A new Fractal Mean-Field analysis in phase transition
Ismael S. S. Carrasco, Henrique A. de Lima, Fernando A. Oliveira
TL;DR
The paper develops a fractal-mean-field framework for critical correlations by treating the propagation of fluctuations on fractal cluster boundaries and introducing a correlation fractal dimension $d_R$ tied to Fisher’s exponent $η$ via $η= d-d_R$. By replacing the local Laplacian with a fractional Laplacian (Riesz derivative) and enforcing a fractal integration measure, it derives $G(r)\sim r^{2ζ-d_f}$ and shows that $d_R$ satisfies $d-1\le d_R\le d$, with $η=d-d_R$. Extending the approach to continuous dimensions $1\le d\le 4$ for the Ising universality class, the authors compute $d_f$ and $d_R$ across $d$, fit explicit expressions for $β(d)$ and $ν(d)$, and demonstrate that $d_f^*(d)=d-β(d)/ν(d)$ agrees with the fractal description, while Rushbrooke scaling remains valid for non-integer $d$. The work provides a geometrically grounded, universal account of critical scaling that naturally recovers Euclidean mean-field behavior as the correlation geometry becomes purely Euclidean and suggests broad applicability to disordered and non-equilibrium systems through the same fractal framework.
Abstract
Understanding phase transitions requires not only identifying order parameters but also characterizing how their correlations behave across scales. By quantifying how fluctuations at distinct spatial or temporal points are related, correlation functions reveal the structural organization of complex systems. Here, we revisit the theoretical foundations of these correlations in systems undergoing second-order phase transitions, with emphasis on the Ising model extended to non-integer spatial dimensions.
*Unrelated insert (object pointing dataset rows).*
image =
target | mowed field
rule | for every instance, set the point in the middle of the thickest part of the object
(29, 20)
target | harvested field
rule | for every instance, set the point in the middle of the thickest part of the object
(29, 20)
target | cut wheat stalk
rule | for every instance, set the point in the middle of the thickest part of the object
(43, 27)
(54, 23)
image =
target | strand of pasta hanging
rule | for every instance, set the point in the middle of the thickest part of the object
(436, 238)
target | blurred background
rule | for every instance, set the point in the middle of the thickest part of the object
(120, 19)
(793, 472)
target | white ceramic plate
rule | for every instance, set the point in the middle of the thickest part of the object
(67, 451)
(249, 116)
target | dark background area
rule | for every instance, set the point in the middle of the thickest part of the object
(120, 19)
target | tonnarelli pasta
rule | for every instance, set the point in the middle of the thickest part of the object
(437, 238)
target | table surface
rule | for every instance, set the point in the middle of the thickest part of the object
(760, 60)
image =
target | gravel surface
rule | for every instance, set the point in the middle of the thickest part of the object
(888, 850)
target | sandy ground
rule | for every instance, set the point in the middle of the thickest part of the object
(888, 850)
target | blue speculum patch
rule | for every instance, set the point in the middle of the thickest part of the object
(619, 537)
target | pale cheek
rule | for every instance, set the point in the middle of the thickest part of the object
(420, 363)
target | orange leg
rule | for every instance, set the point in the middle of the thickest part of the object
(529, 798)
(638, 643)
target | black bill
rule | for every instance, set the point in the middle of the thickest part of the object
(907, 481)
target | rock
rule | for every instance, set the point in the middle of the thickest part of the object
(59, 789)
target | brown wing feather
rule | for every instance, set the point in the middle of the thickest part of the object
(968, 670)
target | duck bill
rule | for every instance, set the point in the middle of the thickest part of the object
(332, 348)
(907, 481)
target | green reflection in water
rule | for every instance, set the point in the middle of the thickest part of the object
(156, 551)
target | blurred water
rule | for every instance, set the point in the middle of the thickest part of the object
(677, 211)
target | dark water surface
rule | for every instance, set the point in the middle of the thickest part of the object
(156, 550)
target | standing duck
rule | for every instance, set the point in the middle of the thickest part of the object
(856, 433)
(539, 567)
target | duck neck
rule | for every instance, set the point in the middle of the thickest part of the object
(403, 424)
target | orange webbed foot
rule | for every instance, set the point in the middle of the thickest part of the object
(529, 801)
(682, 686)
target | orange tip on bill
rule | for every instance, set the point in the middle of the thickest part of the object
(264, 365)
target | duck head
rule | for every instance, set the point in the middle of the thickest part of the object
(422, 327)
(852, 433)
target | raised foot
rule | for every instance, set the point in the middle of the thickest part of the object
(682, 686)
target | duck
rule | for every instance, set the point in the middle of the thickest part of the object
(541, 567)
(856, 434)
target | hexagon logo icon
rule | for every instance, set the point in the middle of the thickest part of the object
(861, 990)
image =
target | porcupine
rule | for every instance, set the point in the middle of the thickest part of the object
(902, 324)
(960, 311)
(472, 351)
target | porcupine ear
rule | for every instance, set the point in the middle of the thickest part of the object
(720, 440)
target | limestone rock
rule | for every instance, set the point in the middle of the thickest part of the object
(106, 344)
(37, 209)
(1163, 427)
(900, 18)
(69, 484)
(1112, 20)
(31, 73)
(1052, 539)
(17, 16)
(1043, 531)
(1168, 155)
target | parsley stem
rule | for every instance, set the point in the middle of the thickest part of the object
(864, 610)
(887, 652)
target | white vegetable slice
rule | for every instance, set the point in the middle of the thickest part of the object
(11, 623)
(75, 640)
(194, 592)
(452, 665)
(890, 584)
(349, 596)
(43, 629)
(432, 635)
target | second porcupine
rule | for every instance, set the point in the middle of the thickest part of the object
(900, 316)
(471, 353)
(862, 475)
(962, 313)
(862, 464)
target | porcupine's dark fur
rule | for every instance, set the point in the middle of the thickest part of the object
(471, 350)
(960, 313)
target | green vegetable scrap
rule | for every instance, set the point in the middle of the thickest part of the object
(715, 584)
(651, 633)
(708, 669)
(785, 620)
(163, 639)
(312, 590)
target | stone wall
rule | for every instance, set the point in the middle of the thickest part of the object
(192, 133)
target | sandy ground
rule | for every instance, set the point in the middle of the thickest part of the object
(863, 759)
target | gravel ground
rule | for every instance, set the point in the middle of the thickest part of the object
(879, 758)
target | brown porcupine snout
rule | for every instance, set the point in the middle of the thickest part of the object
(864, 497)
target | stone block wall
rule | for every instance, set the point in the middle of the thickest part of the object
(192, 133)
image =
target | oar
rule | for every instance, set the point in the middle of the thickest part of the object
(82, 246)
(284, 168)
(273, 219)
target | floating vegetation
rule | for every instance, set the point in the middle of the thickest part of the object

Starting from the classical framework introduced by Fisher, we discuss how the standard Euclidean treatment, restricted to integer dimensions, necessitates the introduction of the critical exponent $η$ to capture the spatial decay of correlations at $T=T_c$. We suppose that, at criticality, the equilibrium dynamics become effectively confined to the fractal edge of spin clusters. Within this framework, the fractal dimension that governs the correlations in that subspace is directly related to Fisher exponent, which quantifies the singular behavior of the correlation function near criticality. Importantly, this correlation fractal dimension is distinct from the fractal dimension associated with the order parameter. We further derive an explicit geometrical relation connecting the two fractal dimensions, thereby linking spatial self-similarity to the observed scaling behavior at criticality. This treatment naturally extends to non-integer spatial dimensions, which remain valid below the upper critical dimension and produce the correct value of Fisher exponent $η$ for a continuous space dimension. Our analysis also confirms that the Rushbrooke scaling relation, continues to hold when the spatial dimension is treated as a continuous parameter, reinforcing the universality of critical scaling and underscoring the role of fractal geometry in characterizing correlations at criticality.